I noticed this for older posts as well!


----------



## iFish (Oct 17, 2010)

It broke our Guide


----------



## Fudge (Oct 17, 2010)

Same here. I was reading some posts, and none of them had capital letters. I was like "lolwut".


----------



## Phoenix Goddess (Oct 17, 2010)

I saw lots of these, I noticed it in Minox's KYT and I had a sudden urge to fix everyone's posts, but I couldn't!


----------



## Rydian (Oct 17, 2010)

phoenixgoddess27 said:
			
		

> I saw lots of these, I noticed it in Minox's KYT and I had a sudden urge to fix everyone's posts, but I couldn't!


It's obviously because you haven't brushed me in days!


----------



## Phoenix Goddess (Oct 17, 2010)

Rydian said:
			
		

> It's obviously because you haven't brushed me in days!



-_-

No, I don't think that's the answer.


----------



## kevan (Oct 17, 2010)

Seriously Rydian look at your member number, then look at mine. And then see the difference in posts!!!

On Topic: Ouch My Parser


----------



## Rydian (Oct 17, 2010)

phoenixgoddess27 said:
			
		

> Rydian said:
> 
> 
> 
> ...


You just don't want to admit all the loose fur clogging up the server is your fault...


----------



## _Chaz_ (Oct 17, 2010)

Rydian said:
			
		

> phoenixgoddess27 said:
> 
> 
> 
> ...


It's the only logical answer.


----------



## Schizoanalysis (Oct 17, 2010)

doesn't the latest Sony firmware update remove all upper case letters (or was that only usb support)...


someone must have accidentally updated the server's firmware...


----------



## epicCreations.or (Oct 17, 2010)

_Chaz_ said:
			
		

> Rydian said:
> 
> 
> 
> ...


Loose fur? In my server?
It's more likely than you think.

Free SER-FUR check
(c what i did thar?)


----------



## scrtmstr (Oct 17, 2010)

Also, all the inserted youtube videos in old(er) topics are broken. New ones seem fine though.


----------



## tj_cool (Oct 17, 2010)

Actually, the only thing that broke everything is the Lowercase thing.

Smileys got broken because they are in #EMO_DIR# which got changed to #emo_dir# causing the parser not to recognize the path anymore.

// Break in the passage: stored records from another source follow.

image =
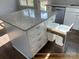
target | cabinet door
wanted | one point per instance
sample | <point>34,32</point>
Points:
<point>72,18</point>
<point>69,18</point>
<point>76,24</point>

Images that got Capitals in their name won't work either because of this.

As for youtube vids, that's probably because of this as well (the video IDs are case sensitive)


----------



## prowler (Oct 17, 2010)

Also quotes (I don't think it's a big deal)
Instead of 
	

	
	
		
		

		
		
	


	




 it's


----------



## FireGrey (Oct 17, 2010)

kevan said:
			
		

> Seriously Rydian look at your member number, then look at mine. And then see the difference in posts!!!
> 
> On Topic: Ouch My Parser


OMG how'd he get so many posts so fast!?


----------



## prowler (Oct 17, 2010)

by being helpful


----------



## alidsl (Oct 17, 2010)

prowler_ said:
			
		

> by being helpful


This is Rydian we're talking about... right?


----------



## Sterling (Oct 17, 2010)

alidsl said:
			
		

> prowler_ said:
> 
> 
> 
> ...


No, this is the 65% of Rydian's post's we're talking about.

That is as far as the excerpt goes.